Vue du forum, depuis le musée Capilontin ( Photo par Axel) |
Par un mardi de début avril, jour
de grand bleu, se rendre tôt sur les traces des romains de l’antiquité. Et
contempler les restes d’une civilisation qui se pensa éternelle, croyance fort
répandue mais toujours détrompée. Qu’on se le tienne pour dit !
Entrons, dans l’aire circonscrite
par les nécessités modernes[1],
du côté de l’arc de Titus, situé pas très loin du colisée et érigé par Domitien
(81 après JC) pour célébrer les victoires de son frère à Jérusalem – et la
destruction du temple de ladite ville … De quoi faire le pendant avec l’arc
Constantin, cet empereur qui lui se convertira sur son lit de mort, en 337, à
la religion du crucifié.
Arc de titus (photo par Axel) |
Arc de Titus ( Photo par Axel)
A déambuler parmi ces ruines il
faut fournir un effort pour s’imaginer les bâtiments tels qu’ils furent au
temps de leur splendeur. A cela s’ajoute une autre difficulté. Ce que nous
contemplons désormais ce sont les restes de constructions étalées sur plus de
quatre siècles. Ce que voyait Jules César (-100/-44), n’est pas ce voyait
Hadrien (76/138), Marc-Aurèle (121/180) ou Dioclétien (244/311). Que cela ne
nous empêche pas de laisser filer le fil de nos rêveries …
Mais poursuivons notre chemin.
Une fois passé l’arc de Titus, descendons vers la voie sacrée pour longer la
basilique de Maxence et se planter devant le temple d’Antonin et Faustine
(construit vers 141) et qui sera transformé en église au Moyen-Age – tout se
recycle, il n’est qu’à voir le destin de Sainte-Sophie à Istanbul[2].
Ce même Antonin qui fera ériger une muraille célèbre dans ce qu’on appelait
alors la Bretagne.
Vue sur le temple d'Antonin et faustine (photo par Axel) |
De là aller visiter la maison des vestales, ces vierges choisies dans les plus grandes familles patriciennes et chargées de veiller à l’entretien du feu sacré de Vesta, la déesse du foyer et de la famille. Il ne reste aujourd’hui que quelques murs adossés au mont Palatin, de ce qui fut autrefois un complexe qui comprenait à la fois le temple de Vesta et les habitations des servantes du culte, logement organisé autour d’un atrium central. Jadis alignées sous le portique entourant la cour, se tiennent encore debout quelques statues des Grandes vestales, certaines décapitées… « Mais pourquoi est-ce que ces figures de vestales nous plaisent toujours »[3], s’interroge Diderot. A chacun sa réponse …

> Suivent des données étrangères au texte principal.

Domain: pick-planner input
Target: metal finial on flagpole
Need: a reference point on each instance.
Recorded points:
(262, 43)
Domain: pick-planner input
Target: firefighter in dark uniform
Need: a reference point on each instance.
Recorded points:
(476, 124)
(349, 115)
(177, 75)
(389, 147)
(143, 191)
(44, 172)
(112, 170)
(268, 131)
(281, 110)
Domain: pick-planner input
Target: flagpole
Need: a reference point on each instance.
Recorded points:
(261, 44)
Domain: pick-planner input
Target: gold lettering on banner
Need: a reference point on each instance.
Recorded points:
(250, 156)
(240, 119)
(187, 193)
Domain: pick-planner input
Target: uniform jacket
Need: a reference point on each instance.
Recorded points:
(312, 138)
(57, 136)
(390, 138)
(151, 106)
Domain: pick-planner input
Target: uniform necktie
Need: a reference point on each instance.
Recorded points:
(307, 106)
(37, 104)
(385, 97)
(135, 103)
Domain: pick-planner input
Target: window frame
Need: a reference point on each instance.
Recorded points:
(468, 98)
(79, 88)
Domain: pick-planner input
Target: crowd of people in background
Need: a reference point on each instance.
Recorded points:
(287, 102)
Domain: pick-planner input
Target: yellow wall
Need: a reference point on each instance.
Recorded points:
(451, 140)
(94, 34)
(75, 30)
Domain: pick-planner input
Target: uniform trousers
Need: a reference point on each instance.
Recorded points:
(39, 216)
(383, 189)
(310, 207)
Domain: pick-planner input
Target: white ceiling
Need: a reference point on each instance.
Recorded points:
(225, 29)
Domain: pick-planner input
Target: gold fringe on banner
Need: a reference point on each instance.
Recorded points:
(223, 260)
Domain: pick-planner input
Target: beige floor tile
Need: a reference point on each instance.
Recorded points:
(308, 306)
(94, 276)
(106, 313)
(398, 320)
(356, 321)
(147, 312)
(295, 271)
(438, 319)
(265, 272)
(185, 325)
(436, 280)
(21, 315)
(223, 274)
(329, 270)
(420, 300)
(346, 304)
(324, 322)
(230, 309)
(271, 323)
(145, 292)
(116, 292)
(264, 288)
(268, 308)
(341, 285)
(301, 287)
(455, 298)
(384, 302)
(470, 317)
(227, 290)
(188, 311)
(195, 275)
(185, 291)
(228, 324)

Maison des vestales (photo par Axel)
Statue de vestale (Photo par Axel)
S’ouvre ensuite à la visite le temple d’Auguste, jouxtant l’église Santa Maria Antiqua, construite au Ve siècle et décorée de fresques de style byzantin, et dont s’apprécie la fraicheur à l’heure du zénith. Il sera dès lors loisible de secouer la poussière de nos semelles en direction de la place du forum et d’y poser un peu. De tourner notre regard vers le temple de César, inauguré par Auguste en 29 av JC, puis admirer les colonnes et une partie de l’entablement du temple de saturne, de loin le plus ancien du forum romain (construit vers 498 av JC). De la basilique Julienne il ne reste pas grand-chose et l’on peine à concevoir que ce fut là le lieu des réunions, des procès et quelques autres activités civiques …
Dans le forum, en excellente compagnie (photo par Axel) |
Mais partons en direction de la
curie, le bâtiment où se réunissait le Sénat romain. Et d’imaginer quelques
figures célèbres y déambuler alentour, en toge. Marc-Antoine, Cicéron, Tacite
ou encore Brutus, tristement célèbre pour avoir participé à l’assassinat de César…
Cicerón denuncia a Catilina, por Cesare Maccari
Une fois contournée la curie on passera
dans un dédale souterrain, filant sous la voie contemporaine qui coupe en deux
la zone archéologique, la via dei Fori Imperiali inaugurée par Mussolini,
pour arriver au pied de la colonne Trajane, située dans le forum du « meilleur
des empereurs romains ». Ce forum, proche de celui d’Auguste et celui
de César, sera d’ailleurs le dernier construit à Rome (entre 106 et 113).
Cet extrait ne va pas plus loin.